Deadly Superbug Evades Hospital Screening
Drug-resistant staph bugs evade hospital measures designed to detect them early.
March 11, 2008 -- Efforts to screen patients for drug-resistant staph infections at the time of their hospital admissions appear to be ineffective in stemming the spread of the potentially deadly "superbug" known as MRSA, new research suggests.
The finding is the latest bad news for the control of the bacteria MRSA — short for methicillin-resistant staphylococcus aureus. The germ, which doctors believe gained its drug-resistant properties from years of inappropriate antibiotic use, garnered headlines in October when researchers from the U.S. Centers for Disease Control and Prevention identified it as the culprit in an estimated 94,000 life-threatening infections and 18,650 deaths in 2005.
The latest research, published Tuesday in the Journal of the American Medical Association, shows that the stubborn bug appears to evade hospital screening efforts intended to keep it in check.
Between July 2004 and May 2006, researchers looked at more than 20,000 surgical patients at a Swiss teaching hospital. Roughly half were part of hospitalized groups in which all patients were screened for the disease upon admission. The other half were not subject to such screening measures.
What they found was that, screening or not, the levels of MRSA that spread were about the same for all patients — a finding that flies in the face of recommendations by top health policy makers and experts aimed at catching the disease early, before it can spread unchecked through hospitals.
Lead study author Dr. Stephan Harbarth of the University Hospital of Geneva in Switzerland said the new research reinforces the idea that antibiotics must be used more judiciously, particularly in the United States, in order to avoid the emergence of such drug-resistant infections.
"There's incredible antibiotic pressure in U.S. hospitals," Harbarth said. "Length of stay for patients is extremely short, and they get bombarded with antibiotics, so it helps to create favorable environment to select these resistant organisms."
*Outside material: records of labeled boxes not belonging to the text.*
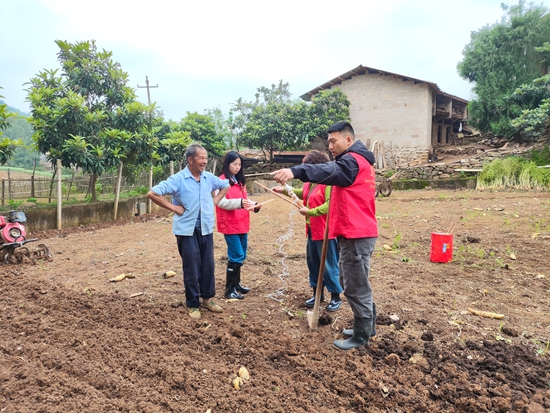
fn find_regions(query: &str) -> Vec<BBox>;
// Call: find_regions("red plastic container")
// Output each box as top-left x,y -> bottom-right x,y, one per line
430,232 -> 453,262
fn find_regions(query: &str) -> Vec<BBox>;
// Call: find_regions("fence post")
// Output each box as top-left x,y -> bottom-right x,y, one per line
115,162 -> 122,221
57,159 -> 63,229
147,165 -> 153,214
8,168 -> 11,199
67,172 -> 74,201
31,159 -> 36,198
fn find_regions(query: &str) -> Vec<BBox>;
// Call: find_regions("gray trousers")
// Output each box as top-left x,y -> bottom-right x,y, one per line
338,237 -> 377,318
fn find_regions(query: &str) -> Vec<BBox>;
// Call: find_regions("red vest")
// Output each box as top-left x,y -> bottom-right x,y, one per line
302,183 -> 334,241
216,175 -> 250,235
329,152 -> 378,239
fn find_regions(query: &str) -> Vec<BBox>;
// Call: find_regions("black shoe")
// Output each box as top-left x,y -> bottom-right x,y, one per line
223,289 -> 244,300
235,283 -> 250,294
327,294 -> 342,312
235,264 -> 250,294
304,287 -> 325,308
304,296 -> 315,308
342,303 -> 376,338
334,317 -> 372,350
223,262 -> 244,300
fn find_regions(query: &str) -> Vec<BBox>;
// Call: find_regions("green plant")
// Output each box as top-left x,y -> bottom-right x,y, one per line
392,233 -> 403,250
8,199 -> 24,209
531,146 -> 550,166
531,339 -> 550,357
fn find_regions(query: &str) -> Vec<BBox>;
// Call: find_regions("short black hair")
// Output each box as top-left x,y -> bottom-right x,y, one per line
327,122 -> 355,140
222,151 -> 246,186
185,143 -> 206,162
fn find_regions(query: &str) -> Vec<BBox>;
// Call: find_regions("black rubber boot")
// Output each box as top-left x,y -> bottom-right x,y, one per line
334,317 -> 372,350
327,293 -> 342,312
342,303 -> 376,338
223,262 -> 244,300
304,287 -> 325,308
235,264 -> 250,294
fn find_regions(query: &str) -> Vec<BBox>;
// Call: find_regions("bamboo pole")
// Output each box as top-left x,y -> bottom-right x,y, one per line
307,186 -> 332,330
254,181 -> 301,209
114,162 -> 122,220
147,165 -> 153,214
56,159 -> 63,229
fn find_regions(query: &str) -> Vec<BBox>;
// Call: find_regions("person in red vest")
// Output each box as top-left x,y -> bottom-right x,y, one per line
271,122 -> 378,350
273,151 -> 342,311
216,151 -> 261,300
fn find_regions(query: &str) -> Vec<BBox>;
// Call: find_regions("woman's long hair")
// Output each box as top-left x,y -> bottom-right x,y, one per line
222,151 -> 246,186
Infectious disease experts, however, remained split on whether the results represent a blow to hospitals that have implemented such measures to limit MRSA's spread.
"I would not see this as a blow at all, rather a reinforcement that stringent, well-practiced infection control is the best way to defend against MRSA and other similar infections," said Dr. Ann Marie Kimball, director of the Asia Pacific Economic Cooperation Emerging Infections Network and professor of epidemiology at the University of Washington.
"Recall that MRSA actually migrated historically from the hospitals to the communities, so screening community admissions would not make sense," she noted, adding on the other hand that sharing information on the MRSA status of patients when transferring them from hospital to hospital could indeed have a positive impact on the spread of the disease.
Others said that screening was just one part of the equation — and it must be combined with other preventive measures, such as strictly enforced hand washing by medical personnel to see the most effect.
"Screening for MRSA, used selectively, has been successful in reducing spread in our institution, but needs to be done in conjunction with other measures," said Dr. Marcus Zervos, medical director of infection control for the Henry Ford Health System in Detroit.
And in this respect, said Dr. Barry Farr, professor emeritus of medicine at the University of Virginia, screening measures to detect the bug play an integral role.
"Based upon available scientific data, isolation of all colonized and infected patients was the highest rated control measure recommended by the CDC's 2006 guideline, and no other control measure comes close to having so much data documenting success," Farr said, adding that such isolation can only take place if patients who are infected with MRSA are identified early.
Putting Recommendations Before Results?
But other doctors said the new finding suggests that many hospitals may have been too quick to implement an additional, largely unproven admissions procedure that turned out to have a minimal role in controlling the spread of MRSA.
"Some people advocated 'catching the bug early … to reduce its spread,'" said Dr. Marvin Bittner, associate professor at the Creighton University School of Medicine in Omaha, referring to the new study. But he added that this was a controversial measure at best, and one that was not generally supported by the CDC.
"In my opinion, the decisions to screen patients for MRSA were political decisions and not medical decisions," agreed Clyde Thornsberry, chief scientific advisor for anti-infective services for Eurofins Medinet Inc. of Herndon, Va.
"My guess is that most infectious disease physicians and microbiologists would have predicted that the return would have been minimal."
Still, even lead author Harbarth said MRSA screening may have its place in hospitals — particularly when it comes to certain patients or populations that may be particularly vulnerable to the bacteria.
The study, Harbarth said, focused on "MRSA rates only in surgery, only in one hospital in Switzerland.
"Screening may still be useful in intensive care units or in hospitals with high infection rates, so there's a little word of caution."